A Fox 5 News report on the expenses of state legislators has triggered a strong reaction from many major players in Prince George’s County.
According to the report, many legislators cost the state thousands of taxpayer dollars in work-related travel expenses, though many of them live less than 50 miles away from Annapolis.
Over the past two years, several Prince George’s County lawmakers have cost taxpayers over $20,000 each in expenses. Those include Del. Dereck Davis, D-Dist. 25, who ran up bills totaling over $25,000 and five other delegates, Michael Vaughn, D-Dist. 24; Joseline Pena-Melnyk, D-Dist. 21; Tawanna Gaines, D-Dist. 22; Melanie Griffith, D-Dist. 24 and Ben Barnes, D-Dist. 21 with bills totaling over $24,000 each.
In order to combat those numbers, Sen. Allan Kittleman, R-Dist. 9, introduced a bill that would restrict the use of the housing allowance funds. Under Senate Bill 310, no General Assembly member living within 50 miles of the state house would be able to use the state’s housing allowance for reimbursement.

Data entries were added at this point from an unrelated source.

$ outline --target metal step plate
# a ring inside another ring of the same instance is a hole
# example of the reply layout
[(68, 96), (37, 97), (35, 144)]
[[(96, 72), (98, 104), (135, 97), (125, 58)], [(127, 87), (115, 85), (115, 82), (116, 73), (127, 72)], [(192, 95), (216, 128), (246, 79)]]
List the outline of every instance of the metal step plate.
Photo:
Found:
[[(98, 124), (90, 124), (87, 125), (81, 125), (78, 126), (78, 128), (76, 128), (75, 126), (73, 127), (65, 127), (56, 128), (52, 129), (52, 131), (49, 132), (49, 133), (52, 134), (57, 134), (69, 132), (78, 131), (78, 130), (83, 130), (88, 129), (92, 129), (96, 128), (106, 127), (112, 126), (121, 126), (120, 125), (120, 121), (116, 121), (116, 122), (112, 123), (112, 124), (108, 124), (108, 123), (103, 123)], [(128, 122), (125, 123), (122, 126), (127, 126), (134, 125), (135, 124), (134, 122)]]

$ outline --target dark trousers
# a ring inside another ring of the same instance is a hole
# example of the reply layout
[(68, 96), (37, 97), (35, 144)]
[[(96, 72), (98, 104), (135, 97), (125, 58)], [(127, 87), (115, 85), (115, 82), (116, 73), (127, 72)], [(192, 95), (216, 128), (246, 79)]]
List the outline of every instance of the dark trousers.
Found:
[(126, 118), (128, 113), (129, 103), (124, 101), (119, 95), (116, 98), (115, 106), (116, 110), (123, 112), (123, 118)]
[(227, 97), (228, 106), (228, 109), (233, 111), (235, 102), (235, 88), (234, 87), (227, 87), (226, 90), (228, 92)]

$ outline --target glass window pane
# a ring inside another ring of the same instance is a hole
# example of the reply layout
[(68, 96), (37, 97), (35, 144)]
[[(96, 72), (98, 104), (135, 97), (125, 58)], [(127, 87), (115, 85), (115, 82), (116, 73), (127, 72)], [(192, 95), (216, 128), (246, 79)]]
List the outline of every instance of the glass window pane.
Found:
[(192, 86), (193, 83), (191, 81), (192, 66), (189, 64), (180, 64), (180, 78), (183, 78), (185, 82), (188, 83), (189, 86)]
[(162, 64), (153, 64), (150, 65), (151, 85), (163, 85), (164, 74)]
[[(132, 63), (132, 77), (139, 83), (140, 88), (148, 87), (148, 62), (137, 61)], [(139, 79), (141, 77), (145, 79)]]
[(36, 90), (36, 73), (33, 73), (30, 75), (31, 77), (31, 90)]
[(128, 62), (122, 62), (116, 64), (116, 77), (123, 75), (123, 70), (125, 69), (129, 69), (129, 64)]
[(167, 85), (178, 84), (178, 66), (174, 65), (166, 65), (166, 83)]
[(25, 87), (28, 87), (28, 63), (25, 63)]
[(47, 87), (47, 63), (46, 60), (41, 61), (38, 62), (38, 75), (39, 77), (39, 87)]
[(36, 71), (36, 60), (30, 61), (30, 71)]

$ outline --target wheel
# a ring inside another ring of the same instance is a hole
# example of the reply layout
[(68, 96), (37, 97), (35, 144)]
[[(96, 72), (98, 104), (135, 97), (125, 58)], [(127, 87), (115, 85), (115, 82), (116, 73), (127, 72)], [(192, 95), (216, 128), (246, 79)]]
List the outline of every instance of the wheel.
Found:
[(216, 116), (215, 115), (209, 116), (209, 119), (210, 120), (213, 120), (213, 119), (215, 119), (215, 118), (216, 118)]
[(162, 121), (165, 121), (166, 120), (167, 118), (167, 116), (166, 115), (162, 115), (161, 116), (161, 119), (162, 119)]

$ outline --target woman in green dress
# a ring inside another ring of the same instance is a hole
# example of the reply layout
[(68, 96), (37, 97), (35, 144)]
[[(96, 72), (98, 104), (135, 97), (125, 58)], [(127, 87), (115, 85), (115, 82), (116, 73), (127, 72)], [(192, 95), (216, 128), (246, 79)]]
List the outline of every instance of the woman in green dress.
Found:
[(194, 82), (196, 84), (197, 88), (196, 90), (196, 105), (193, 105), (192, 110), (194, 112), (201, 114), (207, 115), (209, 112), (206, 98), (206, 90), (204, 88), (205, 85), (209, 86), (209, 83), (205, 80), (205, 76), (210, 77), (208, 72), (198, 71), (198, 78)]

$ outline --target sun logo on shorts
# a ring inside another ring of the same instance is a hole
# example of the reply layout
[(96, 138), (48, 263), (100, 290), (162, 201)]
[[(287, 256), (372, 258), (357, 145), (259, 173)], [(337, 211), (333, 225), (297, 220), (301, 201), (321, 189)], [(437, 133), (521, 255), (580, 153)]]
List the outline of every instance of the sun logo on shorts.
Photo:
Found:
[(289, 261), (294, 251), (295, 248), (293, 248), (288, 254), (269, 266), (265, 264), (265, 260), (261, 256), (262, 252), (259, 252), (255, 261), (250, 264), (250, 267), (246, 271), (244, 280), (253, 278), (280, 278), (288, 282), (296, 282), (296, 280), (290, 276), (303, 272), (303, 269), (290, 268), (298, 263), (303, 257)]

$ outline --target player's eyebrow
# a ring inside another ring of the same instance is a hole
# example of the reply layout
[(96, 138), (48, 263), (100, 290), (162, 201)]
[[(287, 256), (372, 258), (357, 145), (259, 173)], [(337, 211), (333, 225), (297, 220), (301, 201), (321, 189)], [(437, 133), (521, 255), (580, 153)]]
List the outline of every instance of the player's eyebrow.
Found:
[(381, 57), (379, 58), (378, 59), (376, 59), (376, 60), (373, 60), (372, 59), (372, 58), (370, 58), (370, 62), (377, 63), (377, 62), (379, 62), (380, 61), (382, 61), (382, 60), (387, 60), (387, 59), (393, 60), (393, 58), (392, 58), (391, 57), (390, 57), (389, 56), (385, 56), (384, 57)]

“I think at a time right now when we’re dealing with a budget crisis, we need to set an example that we’re willing to take a hit,” said Kittleman at a hearing for the bill.
James Dula, chairman of the Maryland branch of the Southern Christian Leadership Conference and former chairman of the Prince George‘s County Chamber of Commerce, agrees with Kittleman. He says it’s not outright abuse of taxpayer money, but it’s time that legislators are more sensitive to the economic crisis many county residents are dealing with.
“Common sense has to play a role somewhere,” Dula said. “I don’t think they’re abusing it, but I think they’re taking advantage of it during a time when the economic crisis is affecting so many people.
“We have to figure out a way to spend less money more wisely, than to continue to operate business as usual,” he continued.
Some legislators say the funds are necessary, though. Sen. Joanne C. Benson, D-Dist. 25, said legislators often work late nights and it is unfair to ask them to drive home late only to return early the next morning.
“For 90 days we’re asked to come here and conduct the business of the state,” she said. “We get here sometimes before eight o’clock and there are days that some of us in this room, who are legislators, don’t leave our offices until 11 and 12 o’clock at night.
“I do worry just a tad bit that people will be misled that we just come down here and stay in a hotel just to be staying. For me, it’s important that I do get the rest that I need in order to tackle the issues that come before us during the course of the day.”
Dula doesn’t have much sympathy for Benson as he says meaning working class folks do the same thing every day.
“You’re not that far away for us to have to spend $9,100 instead of driving 20-30 miles,” he said. “We have people who get up every day to go into seven and eight o’clock meetings that live 20 or 30 miles away.”